Von: Sophia Molitor
Bozen – Der Arbeitsmarktservices Südtirol (AMS) möchte ein möglichst breites und vollständiges Angebot an offenen Stellen auf dem Portal eJobBörse abbilden. Deshalb wird im Rahmen der Entwicklung der Metajobbörse “alleJobs Südtirol” intensiv an der Einbindung externer Datenbanken gearbeitet. Nun konnten auch die Stellenangebote des dritten Pilotpartners, der Plattform “Karriere Südtirol”, integriert werden, wodurch die Zahl an abrufbaren, offenen Stellenangeboten um durchschnittlich 3000 Einheiten angestiegen ist.
“Ein transparenter Arbeitsmarkt ist sowohl für Fachkräfte als auch für Arbeitgeber von großer Bedeutung. Transparenz trägt dazu bei, dass Arbeitsuchende und offene Stellen möglichst gut zusammenfinden. Daran arbeitet der Arbeitsmarktservice mit Hochdruck.
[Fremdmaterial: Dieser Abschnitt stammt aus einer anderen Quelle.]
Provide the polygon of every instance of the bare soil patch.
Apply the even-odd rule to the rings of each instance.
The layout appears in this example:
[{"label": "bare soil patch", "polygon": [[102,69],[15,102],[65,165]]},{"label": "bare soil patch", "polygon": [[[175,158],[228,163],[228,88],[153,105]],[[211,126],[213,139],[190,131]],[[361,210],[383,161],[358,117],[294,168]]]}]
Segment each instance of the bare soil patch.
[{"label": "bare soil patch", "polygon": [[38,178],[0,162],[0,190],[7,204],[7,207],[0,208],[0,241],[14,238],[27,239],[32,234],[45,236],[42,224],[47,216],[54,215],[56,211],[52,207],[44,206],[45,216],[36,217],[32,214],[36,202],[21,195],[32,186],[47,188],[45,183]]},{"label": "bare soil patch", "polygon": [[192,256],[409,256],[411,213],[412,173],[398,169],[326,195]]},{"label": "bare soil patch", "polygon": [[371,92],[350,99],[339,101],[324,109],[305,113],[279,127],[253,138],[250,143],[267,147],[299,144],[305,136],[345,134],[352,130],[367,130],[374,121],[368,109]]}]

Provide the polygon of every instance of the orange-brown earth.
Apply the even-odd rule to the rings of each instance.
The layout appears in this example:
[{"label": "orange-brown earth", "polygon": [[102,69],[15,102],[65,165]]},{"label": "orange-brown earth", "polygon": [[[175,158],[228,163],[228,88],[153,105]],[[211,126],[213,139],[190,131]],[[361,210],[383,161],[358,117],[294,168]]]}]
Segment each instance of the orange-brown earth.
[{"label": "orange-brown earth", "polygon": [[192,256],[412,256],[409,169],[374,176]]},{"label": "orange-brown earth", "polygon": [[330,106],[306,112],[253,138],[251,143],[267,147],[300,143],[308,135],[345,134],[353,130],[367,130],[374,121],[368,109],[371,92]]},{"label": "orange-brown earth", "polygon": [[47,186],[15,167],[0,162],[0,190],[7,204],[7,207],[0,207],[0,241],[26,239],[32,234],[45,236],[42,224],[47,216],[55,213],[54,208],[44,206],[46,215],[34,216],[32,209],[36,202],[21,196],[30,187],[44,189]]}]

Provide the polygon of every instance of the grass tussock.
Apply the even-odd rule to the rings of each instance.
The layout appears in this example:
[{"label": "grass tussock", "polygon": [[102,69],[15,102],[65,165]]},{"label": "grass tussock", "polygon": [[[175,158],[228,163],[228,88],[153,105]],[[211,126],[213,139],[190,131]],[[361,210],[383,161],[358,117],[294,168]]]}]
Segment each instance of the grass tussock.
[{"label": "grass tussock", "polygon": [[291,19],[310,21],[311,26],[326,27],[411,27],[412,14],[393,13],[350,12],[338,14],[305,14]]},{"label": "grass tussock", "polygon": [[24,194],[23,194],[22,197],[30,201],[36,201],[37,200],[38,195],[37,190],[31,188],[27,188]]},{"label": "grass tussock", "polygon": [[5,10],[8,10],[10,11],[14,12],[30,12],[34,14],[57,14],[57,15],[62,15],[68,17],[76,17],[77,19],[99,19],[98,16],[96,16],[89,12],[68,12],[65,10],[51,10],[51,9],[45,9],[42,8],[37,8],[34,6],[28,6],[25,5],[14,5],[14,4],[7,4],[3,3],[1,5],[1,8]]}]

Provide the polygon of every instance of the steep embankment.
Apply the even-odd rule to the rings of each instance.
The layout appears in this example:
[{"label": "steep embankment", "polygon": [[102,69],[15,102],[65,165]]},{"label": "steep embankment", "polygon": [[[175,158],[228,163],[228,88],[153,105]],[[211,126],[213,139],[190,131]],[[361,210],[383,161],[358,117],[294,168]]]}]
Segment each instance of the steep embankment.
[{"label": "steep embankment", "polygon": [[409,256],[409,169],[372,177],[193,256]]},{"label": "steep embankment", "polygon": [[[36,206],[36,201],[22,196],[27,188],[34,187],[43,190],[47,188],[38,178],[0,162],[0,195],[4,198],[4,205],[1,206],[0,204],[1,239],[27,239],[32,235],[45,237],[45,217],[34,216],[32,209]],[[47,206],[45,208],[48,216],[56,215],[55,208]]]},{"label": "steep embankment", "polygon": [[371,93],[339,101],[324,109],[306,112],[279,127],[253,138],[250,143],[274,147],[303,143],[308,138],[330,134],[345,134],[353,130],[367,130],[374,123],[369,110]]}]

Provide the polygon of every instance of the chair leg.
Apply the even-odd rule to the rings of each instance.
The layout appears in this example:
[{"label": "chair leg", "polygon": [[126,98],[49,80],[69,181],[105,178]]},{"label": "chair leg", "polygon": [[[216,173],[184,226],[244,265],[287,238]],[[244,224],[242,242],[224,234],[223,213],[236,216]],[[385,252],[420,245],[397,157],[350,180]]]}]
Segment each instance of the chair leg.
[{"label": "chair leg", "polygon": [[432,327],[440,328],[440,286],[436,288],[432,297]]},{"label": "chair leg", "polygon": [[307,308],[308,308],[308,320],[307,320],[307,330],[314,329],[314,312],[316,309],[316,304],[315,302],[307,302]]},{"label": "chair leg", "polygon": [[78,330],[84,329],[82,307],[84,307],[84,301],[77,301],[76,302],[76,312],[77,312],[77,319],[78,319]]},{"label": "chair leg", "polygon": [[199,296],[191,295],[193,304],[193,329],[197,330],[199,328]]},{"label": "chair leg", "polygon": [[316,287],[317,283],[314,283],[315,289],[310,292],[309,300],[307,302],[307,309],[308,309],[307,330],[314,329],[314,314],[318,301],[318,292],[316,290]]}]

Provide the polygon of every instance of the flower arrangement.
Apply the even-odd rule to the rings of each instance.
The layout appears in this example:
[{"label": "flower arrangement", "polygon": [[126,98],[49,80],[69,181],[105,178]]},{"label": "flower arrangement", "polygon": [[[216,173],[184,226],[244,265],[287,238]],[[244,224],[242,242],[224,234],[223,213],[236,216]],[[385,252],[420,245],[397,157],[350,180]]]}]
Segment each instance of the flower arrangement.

Von einer Zusammenarbeit öffentlicher und privater Dienstleister profitieren alle Beteiligten”, betont Arbeitslandesrätin Magdalena Amhof.
“Unsere eJobBörse umfasst derzeit insgesamt rund 14.500 Stellenangebote: etwa 6.600 aus Südtirol, 200 aus dem Trentino und 8.000 aus Tirol”, berichtet Stefan Luther, Direktor des Arbeitsmarktservice Südtirol. Durch die Einbindung von “Karriere Südtirol” sei das Angebot deutlich erweitert worden. Im Durchschnitt würden nun rund 3.000 zusätzliche offene Stellen über das Landesportal angezeigt.
Allein für Südtirol sind jetzt rund 6.600 Stellenangebote abrufbar
Was die Jobs mit Arbeitsort in Südtirol betrifft, bietet das Portal eJobBörse neben den direkt ins Portal eingegebene Stellen rund 2.400 Jobs von südtirolerjobs. Über die Schnittstelle OnBoard, die es Betrieben ermöglicht, ihre Stellen direkt einzuspeisen, ohne eine doppelte Dateneingabe vornehmen zu müssen, seien über 100 Stellen abrufbar. Hinzu kämen, so Luther, private Arbeitsagenturen bzw. Arbeitsvermittler, die derzeit mit rund 400 Stellen vertreten seien. “Damit verfügen wir für Südtirol über aktuell rund 6.600 Stellenangebote”, freut sich der AMS-Chef.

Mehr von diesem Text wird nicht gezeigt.